I am one of those girls who was always in a relationship. Partially it was my genuine fear of being alone, but it was also partially (a cliche, I know) the fact that I was never very close with my dad. My whole life has been about looking for a male figure to be a stable presence in my life, and that manifested in having a boyfriend at basically every point in my life from the ages of 15 to 29. I even had some relationships that sort-of started while I was still in my last one, which is terrible, I know, but it was fueled by my fear of being alone.

And part of being in a relationship means that the financial world is less scary. I was always able to live a slightly better life than I would have lived alone because I was with boyfriends who usually paid for more things than I did. I fully admit that gender norms worked to my advantage in my relationships, even if I consider myself a feminist. But I lived with my last two boyfriends, so we also saved on things like rent and utilities, and even things like groceries were less expensive when we bought them as a couple instead of one person.

But when my most recent boyfriend and I broke up around Christmas of last year, I was alone for the first time, truly. I got my own apartment with the little savings I had amassed throughout my 20s, and was confronted with the reality of my 45,000-per-year salary, which is a lot rougher than my 110,000-for-two-of-us salary, which I had with my boyfriend. While I am glad that we are no longer together because our relationship had many, many problems, I cried as much over my financial state as I did over the end of our life together. We had been together for nearly three years, and in that time, I had worried about money so little that I had gone most months without saving at all, only managing to accumulate 2,000 dollars in savings over the course of 30 months. On top of that, I had about 5,000 from the rest of my 20s (dating back to my college graduation), and ALL of it went to moving out and furnishing my apartment. Yes, breaking up in New York is expensive.

My first reaction, I admit, was to get on Tinder. My usual reflex is to get right back into a relationship, because the breakup itself is painful, but also because having to confront myself as a single person is something I’m never willing to do. I feel weak and vulnerable, and all of the short-term decisions I made in my relationship feel foolish in the long-term. And having a savings account with $54 in it was a rock bottom that I had never experienced, because the last time I moved out of my boyfriend’s house, I had a female friend who took me on as a roommate, and the whole first month only cost 1,000 dollars. Looking back, I got out cheap.

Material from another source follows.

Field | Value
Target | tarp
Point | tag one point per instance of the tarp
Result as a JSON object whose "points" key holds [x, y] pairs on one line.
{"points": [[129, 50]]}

After a few failed Tinder dates, though, I came home one night, and for the first time in my life, I started to set a budget. I got a budget app for my phone and started to see where I could cut out expenses (my bougie gym was the first to go, because running is free and I barely ever went). I put my first $300 into savings in February, and it was the best feeling I’d had in a long time. It was not much, but it was something. Every month I am attempting to save more, and I keep a screenshot of my account balance at $54 to keep me motivated. It was a feeling of shame and embarrassment that I never want to have again. I haven’t been on a Tinder date since, and I told myself I won’t go back on a date again until I have 3000 dollars in my bank account or six months into my 30s, whichever comes first.

I feel like a teenager. I feel like everything I’m doing is the first time, because it’s the first time I’m really doing it alone. And maybe it’s a blessing, because I’m too worried about my finances to really think about ‘being in my 30s,’ which should be scarier than it is. But right now I have goals that are about my financial life, and not my romantic one, for the first time ever.”